New case means some investment bankers could get 12 months' paid holiday
Investment bankers are known to work hard. When you've been working crazy-long days and failing to take your assigned holidays, a period of enforced leave is no bad thing.
When they move from one job to another, it's common for bankers in the City of London to have at least three months' 'gardening leave' during which they're still in the pay of a previous employer but not actually working. Thanks to a new court case, those three months could soon turn into 12.
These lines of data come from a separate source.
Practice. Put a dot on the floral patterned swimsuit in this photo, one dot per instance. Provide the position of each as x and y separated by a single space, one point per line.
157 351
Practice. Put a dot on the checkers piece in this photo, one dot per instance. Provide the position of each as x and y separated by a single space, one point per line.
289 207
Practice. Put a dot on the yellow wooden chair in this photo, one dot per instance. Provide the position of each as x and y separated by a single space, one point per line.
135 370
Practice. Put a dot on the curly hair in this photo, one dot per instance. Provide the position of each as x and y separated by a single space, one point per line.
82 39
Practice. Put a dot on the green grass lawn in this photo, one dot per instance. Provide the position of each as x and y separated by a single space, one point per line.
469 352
Earlier this month, the UK High Court upheld a 12-month gardening leave restriction involving a British equity broker, Tom Holliday. In July, Holliday, a stockbroker at JM Finn, decided that he wanted to move to rival broker, Hargreaves Hale. However, Holliday's 12 month gardening leave provision means he's compelled to stay at JM Finn (on full pay, but not actually working) until July 4th 2014. Hale tried to persuade the British court to allow him to leave sooner. The court declined; Holliday has another seven months of lazing about still to go.
Lawyers predict that Holliday's case will make long gardening leave provisions look appealing to UK-based financial services firms which want to stop their best staff leaving for competitors. At the moment, banks in the UK employ long restrictive covenants instead of long periods of gardening leave, says Richard Santy at law firm Shoosmiths. However, restrictive covenants (which prevent employees from contacting clients after leaving) can be difficult to enforce for a whole year, whereas long periods of gardening leave suddenly seem eminently feasible.
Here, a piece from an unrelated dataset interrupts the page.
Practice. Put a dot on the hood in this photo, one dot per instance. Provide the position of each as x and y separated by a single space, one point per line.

"If a bank wants to take an employee out of the market and protect its business for a whole year, gardening leave looks like the best way of going about it," says Philip Landau at law firm Landau Zeffertt Weir.
Investment bankers in the U.S. may look at developments in the City of London with envy. Jason Kennedy of transatlantic search firm Kennedy Associates says all forms of gardening leave were unheard of on Wall Street until a few years ago. Now, he says that U.S. investment bankers get three months paid holiday max.